清风翻了个白眼,很想骂这少年站着说话不腰疼。
就算他是三教传人,难道见一个便打一个,天下哪有这般道理?
这小子果然天真得可以。
思忖片刻,清风忽而正色道:“我不是你的护道人。我接到的命令,只是尽量不让你死在我眼前。

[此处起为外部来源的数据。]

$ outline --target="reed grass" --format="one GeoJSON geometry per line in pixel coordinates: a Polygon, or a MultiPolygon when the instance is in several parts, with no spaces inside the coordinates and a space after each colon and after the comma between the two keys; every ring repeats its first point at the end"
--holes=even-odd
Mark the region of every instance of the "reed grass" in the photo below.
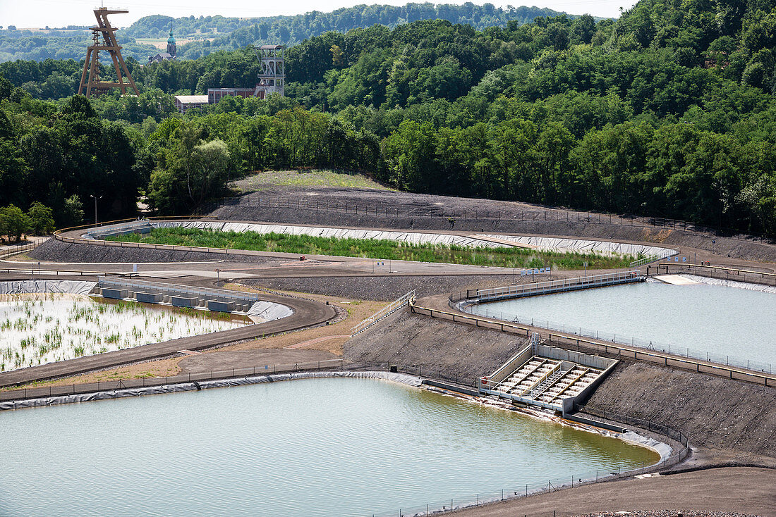
{"type": "Polygon", "coordinates": [[[285,233],[221,232],[218,230],[156,228],[150,233],[109,237],[116,242],[196,246],[254,251],[274,251],[300,255],[362,257],[379,260],[442,262],[501,267],[589,269],[627,267],[638,257],[573,251],[542,251],[529,248],[466,247],[445,244],[414,244],[378,239],[335,239],[285,233]]]}

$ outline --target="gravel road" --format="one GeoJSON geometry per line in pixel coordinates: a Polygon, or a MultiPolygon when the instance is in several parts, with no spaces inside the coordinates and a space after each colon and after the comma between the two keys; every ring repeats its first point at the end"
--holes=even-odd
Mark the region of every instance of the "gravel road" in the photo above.
{"type": "Polygon", "coordinates": [[[776,470],[726,467],[588,484],[473,508],[462,517],[776,516],[776,470]],[[682,508],[682,509],[676,509],[682,508]],[[632,513],[641,512],[645,513],[632,513]],[[691,513],[691,512],[695,513],[691,513]],[[598,513],[605,512],[605,513],[598,513]]]}
{"type": "Polygon", "coordinates": [[[466,288],[508,285],[512,275],[308,277],[245,280],[248,285],[359,300],[395,300],[412,289],[418,297],[458,292],[466,288]]]}

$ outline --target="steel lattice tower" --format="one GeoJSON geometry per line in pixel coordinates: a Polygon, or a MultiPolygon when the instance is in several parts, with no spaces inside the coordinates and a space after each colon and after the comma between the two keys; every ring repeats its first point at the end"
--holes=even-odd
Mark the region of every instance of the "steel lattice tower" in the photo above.
{"type": "Polygon", "coordinates": [[[126,93],[127,86],[134,90],[136,95],[140,95],[137,87],[135,86],[135,81],[124,63],[124,58],[121,57],[121,46],[119,45],[115,34],[118,29],[110,26],[110,22],[108,21],[108,15],[126,12],[129,11],[109,11],[105,7],[95,9],[97,26],[92,27],[92,40],[94,44],[86,49],[86,61],[84,63],[84,71],[81,74],[81,84],[78,86],[79,95],[83,93],[90,97],[92,94],[97,95],[113,88],[120,88],[121,93],[124,94],[126,93]],[[102,36],[102,42],[99,40],[100,34],[102,36]],[[110,53],[118,82],[106,82],[99,80],[100,50],[107,50],[110,53]],[[127,81],[126,83],[125,78],[127,81]]]}
{"type": "Polygon", "coordinates": [[[286,95],[286,60],[283,59],[282,45],[262,45],[254,47],[256,57],[262,67],[258,73],[258,84],[254,95],[266,98],[270,94],[286,95]]]}

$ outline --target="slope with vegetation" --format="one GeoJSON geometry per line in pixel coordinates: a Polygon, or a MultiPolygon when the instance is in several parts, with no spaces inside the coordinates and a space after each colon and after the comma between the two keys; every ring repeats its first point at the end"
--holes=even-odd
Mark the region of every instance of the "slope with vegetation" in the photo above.
{"type": "MultiPolygon", "coordinates": [[[[318,167],[413,191],[776,235],[774,7],[643,0],[616,21],[328,32],[288,50],[286,98],[172,113],[171,92],[252,84],[243,49],[136,68],[139,98],[92,104],[149,157],[144,188],[167,212],[248,171],[318,167]]],[[[22,133],[25,112],[61,103],[12,81],[3,106],[22,133]]]]}
{"type": "MultiPolygon", "coordinates": [[[[234,18],[217,16],[182,16],[162,15],[144,16],[119,32],[125,58],[144,63],[147,56],[158,50],[149,43],[167,41],[171,30],[178,39],[178,56],[196,59],[218,50],[234,50],[247,45],[281,43],[294,45],[328,31],[347,33],[353,29],[375,24],[395,27],[421,19],[445,19],[452,23],[469,24],[476,29],[503,26],[508,21],[528,23],[537,16],[562,14],[546,8],[495,7],[486,3],[475,5],[433,4],[406,5],[355,5],[331,12],[311,11],[293,16],[234,18]],[[145,40],[145,41],[144,41],[145,40]]],[[[87,9],[84,16],[91,17],[87,9]]],[[[116,19],[120,22],[120,19],[116,19]]],[[[14,60],[84,58],[84,49],[90,44],[88,27],[68,27],[46,30],[2,30],[0,27],[0,62],[14,60]]]]}

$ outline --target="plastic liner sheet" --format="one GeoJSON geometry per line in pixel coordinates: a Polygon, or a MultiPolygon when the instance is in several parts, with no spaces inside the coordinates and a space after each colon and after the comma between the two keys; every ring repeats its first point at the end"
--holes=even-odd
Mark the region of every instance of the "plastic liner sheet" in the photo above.
{"type": "Polygon", "coordinates": [[[258,233],[282,233],[307,235],[314,237],[334,239],[375,239],[395,240],[412,244],[445,244],[487,248],[508,247],[506,244],[490,243],[471,237],[439,233],[416,233],[414,232],[390,232],[384,230],[324,228],[322,226],[294,226],[289,225],[262,225],[245,222],[217,222],[212,221],[158,221],[154,228],[193,228],[222,232],[256,232],[258,233]]]}
{"type": "Polygon", "coordinates": [[[680,276],[695,280],[696,282],[708,284],[709,285],[723,285],[728,288],[737,288],[739,289],[749,289],[750,291],[760,291],[762,292],[776,293],[776,287],[772,285],[762,285],[761,284],[750,284],[749,282],[739,282],[735,280],[722,280],[721,278],[710,278],[708,277],[699,277],[695,274],[681,274],[680,276]]]}
{"type": "Polygon", "coordinates": [[[0,282],[0,295],[33,293],[66,293],[88,295],[97,285],[96,282],[76,280],[21,280],[0,282]]]}
{"type": "Polygon", "coordinates": [[[165,384],[162,386],[149,386],[109,391],[97,391],[95,393],[83,393],[71,395],[44,397],[42,398],[29,398],[26,400],[0,402],[0,411],[5,409],[23,409],[25,408],[37,408],[72,402],[88,402],[95,400],[109,400],[112,398],[124,398],[125,397],[140,397],[144,395],[161,395],[163,393],[176,393],[179,391],[192,391],[210,388],[227,388],[228,386],[245,386],[248,384],[261,384],[268,382],[280,382],[295,379],[314,379],[323,377],[351,377],[359,379],[381,379],[397,382],[408,386],[421,386],[422,382],[419,377],[405,375],[404,374],[392,374],[385,371],[307,371],[290,374],[277,374],[275,375],[258,375],[219,381],[200,381],[196,382],[185,382],[177,384],[165,384]]]}
{"type": "Polygon", "coordinates": [[[663,442],[658,442],[653,438],[647,438],[646,436],[643,436],[638,433],[634,433],[632,431],[615,433],[612,436],[616,436],[617,438],[619,438],[625,442],[652,449],[660,455],[660,461],[663,461],[670,457],[671,446],[667,443],[663,443],[663,442]]]}
{"type": "Polygon", "coordinates": [[[292,314],[293,314],[293,309],[290,307],[264,300],[259,300],[253,304],[248,312],[248,315],[260,318],[265,322],[287,318],[292,314]]]}
{"type": "Polygon", "coordinates": [[[580,239],[563,239],[559,237],[528,237],[512,235],[480,235],[483,237],[491,237],[519,243],[521,244],[528,244],[536,246],[540,250],[573,250],[580,253],[598,253],[602,255],[618,253],[622,255],[632,255],[634,257],[638,257],[640,253],[645,257],[657,255],[661,257],[668,257],[677,253],[674,250],[661,248],[656,246],[610,243],[603,240],[584,240],[580,239]]]}

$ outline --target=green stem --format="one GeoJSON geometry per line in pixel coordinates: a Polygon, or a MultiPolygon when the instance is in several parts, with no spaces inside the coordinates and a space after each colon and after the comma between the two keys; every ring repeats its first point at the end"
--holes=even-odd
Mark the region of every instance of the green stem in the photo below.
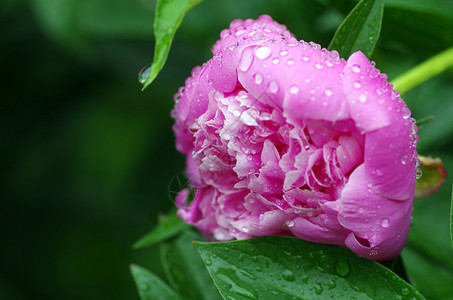
{"type": "Polygon", "coordinates": [[[429,78],[453,67],[453,47],[429,58],[393,80],[393,87],[401,94],[429,78]]]}

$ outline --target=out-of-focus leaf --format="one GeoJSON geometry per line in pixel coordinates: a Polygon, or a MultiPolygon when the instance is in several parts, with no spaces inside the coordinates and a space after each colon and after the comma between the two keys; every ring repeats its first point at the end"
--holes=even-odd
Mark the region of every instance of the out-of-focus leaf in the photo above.
{"type": "Polygon", "coordinates": [[[417,180],[415,197],[425,197],[437,192],[445,182],[447,170],[440,158],[419,155],[421,177],[417,180]]]}
{"type": "MultiPolygon", "coordinates": [[[[417,150],[419,153],[432,153],[431,149],[438,148],[451,141],[453,101],[448,101],[448,98],[449,95],[453,94],[452,82],[451,75],[444,72],[436,78],[426,81],[423,85],[410,90],[404,96],[414,118],[426,116],[427,112],[435,116],[418,131],[420,140],[417,144],[417,150]]],[[[442,159],[444,158],[442,157],[442,159]]]]}
{"type": "Polygon", "coordinates": [[[453,191],[451,195],[451,204],[450,204],[450,241],[453,246],[453,191]]]}
{"type": "Polygon", "coordinates": [[[424,299],[389,269],[337,246],[268,236],[195,247],[224,298],[424,299]]]}
{"type": "Polygon", "coordinates": [[[168,214],[159,219],[159,223],[149,233],[145,234],[132,246],[133,249],[140,249],[151,246],[171,238],[189,225],[176,215],[176,209],[172,209],[168,214]]]}
{"type": "MultiPolygon", "coordinates": [[[[407,1],[410,2],[410,1],[407,1]]],[[[430,1],[425,1],[431,5],[430,1]]],[[[380,45],[426,59],[453,44],[453,14],[433,15],[429,10],[385,9],[380,45]]]]}
{"type": "Polygon", "coordinates": [[[337,29],[329,49],[338,50],[345,58],[359,50],[370,57],[379,38],[383,14],[383,0],[361,0],[337,29]]]}
{"type": "MultiPolygon", "coordinates": [[[[32,0],[31,6],[42,28],[68,49],[87,46],[96,37],[150,37],[150,12],[145,1],[32,0]]],[[[80,49],[73,49],[78,52],[80,49]]]]}
{"type": "Polygon", "coordinates": [[[451,14],[453,11],[453,2],[450,0],[385,0],[385,7],[453,18],[451,14]]]}
{"type": "Polygon", "coordinates": [[[161,245],[161,260],[171,286],[185,299],[222,299],[192,241],[205,239],[192,230],[161,245]]]}
{"type": "Polygon", "coordinates": [[[150,271],[134,264],[130,269],[141,300],[181,300],[175,291],[150,271]]]}
{"type": "MultiPolygon", "coordinates": [[[[446,169],[451,169],[453,157],[441,156],[446,169]]],[[[451,179],[447,180],[437,193],[414,200],[409,239],[402,253],[409,278],[428,299],[453,299],[451,179]]]]}
{"type": "Polygon", "coordinates": [[[427,299],[453,299],[451,268],[414,247],[405,247],[403,257],[412,283],[427,299]]]}
{"type": "Polygon", "coordinates": [[[419,65],[411,68],[395,80],[393,88],[404,94],[431,77],[442,73],[453,66],[453,47],[427,59],[419,65]]]}
{"type": "Polygon", "coordinates": [[[154,47],[153,63],[145,67],[139,74],[139,81],[143,89],[153,82],[160,70],[162,70],[176,30],[184,18],[184,15],[192,7],[202,0],[158,0],[156,14],[154,16],[154,47]]]}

”
“可恶啊!”
李隐仰天一声怒吼,如沉睡了千年的蛟龙猛然睁眼,喉间滚出的咆哮震得虚空都微微一颤!
......
一刹那,回过神来!
入眼处,哪还有什么慕容雪?
连清风的影子都消散殆尽。
原来一念可以堕入无心琴道的意境,一念也可以回到石碑中那个醒不来的梦里。
少年低头看向怀中那把胡琴,双手一抖,琴弦震颤,一缕铿锵之声破空而出!
那一声琴响,不像无心指尖流淌的淙淙山泉。
倒像将军升帐时铁甲碰撞的闷响,紧接着便是战鼓催征,号角连天。
弦音未落,千军万马已在琴声中列阵对垒!
刀枪如林,寒光映日,只待一声令下便要血染沙场!
李隐的琴声根本没有由慢至急的过渡,一出手便是暴雨倾盆般的急骤!
刀剑相撞、火花四溅!
仿佛两军已经在狭窄的峡谷间,绞杀成一团血肉磨盘。
少年全然不顾这是什么佛门法会的盛典,也不管自己那粗粝的琴技如何惹人侧目,一边猛拉弓弦,一边仰头高声吟唱:
“醉里挑灯看剑,梦回吹角连营......”
“铮!”
一声刺耳的剑鸣骤然炸响!
高台之上,释玉音猛地睁开双眼,瞳孔骤缩。
只见佛子无心面前那张七弦古琴,竟毫无来由地崩断了一根弦,断弦弹起的刹那,发出一声如仙剑折裂般的悲鸣。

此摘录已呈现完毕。